Toles suggests that Syria’s neighbors are merely waiting for Syria, under the leadership of Bashar al-Assad, to kill itself so that neighboring countries can take over what is left.  The vultures are the nations surrounding Syria.  The Islamic State, Bashar al-Assad, and The Syrian National Coalition are not among the vultures, they could be best described as the cancers within that are slowly causing Syria’s demise.  However, the estate of the cancer victim is up for grabs when Syria becomes a corpse.  That is what the vultures are after.

Syria’s neighboring countries have done nearly nothing to help end the war in Syria (and it is no coincidence that there are five vultures in the tree).  Iraq has its own problems.  Israel, Jordan, and Lebanon have had a see-no-evil, hear-no-evil, speak-no-evil policy toward al-Assad and his nation (if he, indeed, has a nation).  Taking sides will rankle someone and those three nations do not want any more enemies than they have now.  Turkey has had to defend itself from the confrontations between the three cancers in Syria in order to prevent itself from getting infected.  Turkey is doing nothing to help the victim, but is doing its best not to harm the victim either.  Those are the vultures in the neighborhood tree.

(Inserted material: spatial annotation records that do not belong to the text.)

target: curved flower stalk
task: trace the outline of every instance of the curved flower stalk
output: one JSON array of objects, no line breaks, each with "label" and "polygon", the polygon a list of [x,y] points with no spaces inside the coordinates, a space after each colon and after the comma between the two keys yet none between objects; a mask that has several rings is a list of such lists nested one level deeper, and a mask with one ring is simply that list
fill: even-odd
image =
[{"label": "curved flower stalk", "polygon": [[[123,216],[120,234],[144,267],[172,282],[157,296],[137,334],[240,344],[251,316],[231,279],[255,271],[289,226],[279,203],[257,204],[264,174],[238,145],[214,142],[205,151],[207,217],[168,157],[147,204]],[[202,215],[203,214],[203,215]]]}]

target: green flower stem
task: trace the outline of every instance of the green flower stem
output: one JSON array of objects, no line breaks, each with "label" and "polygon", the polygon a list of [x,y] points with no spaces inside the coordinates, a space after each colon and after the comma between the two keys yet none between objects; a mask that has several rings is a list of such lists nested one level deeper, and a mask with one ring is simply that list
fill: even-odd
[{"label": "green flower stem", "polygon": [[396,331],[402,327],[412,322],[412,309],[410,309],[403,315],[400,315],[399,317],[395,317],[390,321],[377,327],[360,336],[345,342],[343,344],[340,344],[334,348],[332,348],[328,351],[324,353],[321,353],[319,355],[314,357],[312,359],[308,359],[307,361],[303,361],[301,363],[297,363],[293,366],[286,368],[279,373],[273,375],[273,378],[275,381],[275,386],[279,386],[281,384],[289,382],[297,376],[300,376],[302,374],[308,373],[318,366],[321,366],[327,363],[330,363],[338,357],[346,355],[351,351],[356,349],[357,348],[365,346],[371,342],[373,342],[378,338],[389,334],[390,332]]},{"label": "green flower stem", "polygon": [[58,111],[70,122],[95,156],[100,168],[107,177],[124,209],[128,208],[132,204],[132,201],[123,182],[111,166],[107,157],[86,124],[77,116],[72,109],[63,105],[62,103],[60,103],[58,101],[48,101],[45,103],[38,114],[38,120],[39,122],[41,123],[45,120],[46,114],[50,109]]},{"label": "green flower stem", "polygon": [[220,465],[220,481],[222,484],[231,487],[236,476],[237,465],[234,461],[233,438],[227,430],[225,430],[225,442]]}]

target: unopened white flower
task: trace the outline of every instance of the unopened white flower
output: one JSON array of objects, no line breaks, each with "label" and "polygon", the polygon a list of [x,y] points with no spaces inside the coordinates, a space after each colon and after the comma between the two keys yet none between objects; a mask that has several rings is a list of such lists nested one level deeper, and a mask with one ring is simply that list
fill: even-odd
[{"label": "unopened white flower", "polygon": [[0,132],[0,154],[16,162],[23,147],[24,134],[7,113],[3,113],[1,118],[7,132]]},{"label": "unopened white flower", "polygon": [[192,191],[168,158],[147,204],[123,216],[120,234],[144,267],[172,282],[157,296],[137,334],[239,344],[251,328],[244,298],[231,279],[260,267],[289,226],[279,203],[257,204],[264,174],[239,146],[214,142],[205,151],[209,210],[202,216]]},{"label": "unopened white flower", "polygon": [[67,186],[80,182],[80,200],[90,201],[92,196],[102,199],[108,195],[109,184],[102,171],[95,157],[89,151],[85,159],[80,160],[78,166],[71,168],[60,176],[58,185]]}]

Russia and the United States are also principals in the Syrian conflict.  Their interests are merely implied in this cartoon.  The United States would like al-Assad to abdicate.  Russia would like for him to remain in power.  What’s the reward, for any of this?  Even though Syria is the 68th largest oil producing nation in the world, they both want the oil.  Now that the price of oil is under $50.00 per barrel, why should anyone care about Syria’s oil.  The conflict began when the price of oil was much higher and, historically, once a country is in a conflict, it is difficult to get out without paying a high price.  And while energy is always an issue with Russia and the U. S, there is also a matter of reputation at stake.  As it was during the cold war, neither Russia nor America will back down.

Tom Toles uses an embedded panel to make a secondary comment in his own cartoon.  In the lower right corner, Toles depicts himself at his drawing board watching the scene in front of him.  The practice is similar to Pat Oliphant’s Punk the Penguin who gets the final say in his drawings.  Toles says of the vultures, “They know how to pick their friends.”  He is suggesting that when Syria finally dies, and the cancers (combatants) die with it, the surrounding nations will get their slice of Syria.  Let’s hope that when the time comes there is something worth taking because few people believe that there is anything of Syrian leadership that is worth saving.

This cartoon is among the few that cannot be copied in a few decades, change the labels, and have a cartoon that reflects the times.  This cartoon stands out as one that depicts the uniqueness of the Syrian conflict and only the Syrian conflict.